「物価高騰で影響」80%超に 大船渡商議所会員事業所対象のアンケート調査 エネルギー支援や補助金要望強く

 大船渡市と大船渡商工会議所が昨年12月~今年1月に実施した同商議所会員事業所対象のアンケート調査で、「物価高騰で影響を受けている」との回答が80・2%を占めた。昨年9~10月の前回調査比では2・7ポイント増で、依然として苦境が続く現状が浮き彫りに。必要とされる支援策については燃料や電気など価格高騰に対する支援や、売り上げが減少している事業者への補助金・給付金が多数を占めた。(佐藤 壮)


 調査はコロナ禍や物価高騰などの影響が幅広い業種に及ぶ中、令和2年度から定期的に行っており、今回で通算19回目となった。本年度は物価高騰の影響を重点的に聞く内容としている。
 会議所の会員事業者から業種バランスを考慮し、600事業所を選定。308件の回答があり、回収率は51・3%だった。
 調査基準日を昨年12月末とし、前年同月の売り上げ状況を100とした場合の変化に関する質問=別掲図参照=では「減少」が58・4%で、前回調査から2・3ポイント低下した。「増加した」は27%で、前回調査比で2・9ポイント増えた。
 減少幅は「5%以上」が最多で14・9%。「10%以上」は13・6%、「15%以上」は6・2%、「20%以上」は9・4%、「30%以上」は7・5%、「50%以上」も6・8%に上った。
 「30%以上」「50%以上」と回答した割合を業種別に見ると、農林漁業と宿泊業が3分の1を占め、建設業が3割を超える。
 物価高騰で「影響を受けている」と答えたのは80・2%で、前回調査よりも2・7ポイント増加し、昨年4~5月以来の8割超えとなった。原材料・仕入れ価格や燃料価格、電気料金の各上昇に伴う利益圧迫を挙げる回答が多くを占めた。
 物価高騰などに伴うコスト増加分に対する価格転嫁では「全く転嫁できていない」が14・9%。「転嫁できたのは半分に満たない」は31・8%で「コストは増加しているが、経営判断として価格転嫁していない」は14・6%と、いずれも前回調査から目立った変動はなかった。
 今後懸念される影響(複数回答可)は「売り上げ・受注の停滞、不振」が68・5%で、次いで「原油・原材料等価格の上昇」が53・9%。「価格転嫁への対応」「資金繰りの悪化」が4割を超えた。
 必要とされる支援策(複数回答可)=同=では「エネルギー(燃料・電気・ガス)価格高騰に対する支援」が60・1%で最多。「売り上げ減少事業者への補助金・給付金」も50%と今回も高かった。「賃金の引き上げに対する支援」は38・3%で、「雇用維持支援」も19・8%と、いずれも前回よりも上昇した。
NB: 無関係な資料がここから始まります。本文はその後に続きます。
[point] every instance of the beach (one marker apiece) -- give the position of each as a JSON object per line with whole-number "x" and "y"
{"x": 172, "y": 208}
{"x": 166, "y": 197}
 エネルギー支援に関しては、農林漁業が100%に。運輸業が91・7%、飲食業が76・5%と高くなっている。
 昨年12月に可決された国の令和6年度補正予算には、総額1・1兆円の重点支援地方交付金が盛り込まれた。これを受け、各市町村では県などと歩調を合わせながら、地域の実情に合った支援策を展開することになり、大船渡市でも事業展開の行方が注目される。
 市は今回の調査結果などをもとに、地域経済や中小企業の状況を把握し、適切な支援などにつなげる方針。市商工課の鈴木宏延課長は「物価高騰の影響は、依然として続いている。国の交付金を有効に活用していきたい」と話す。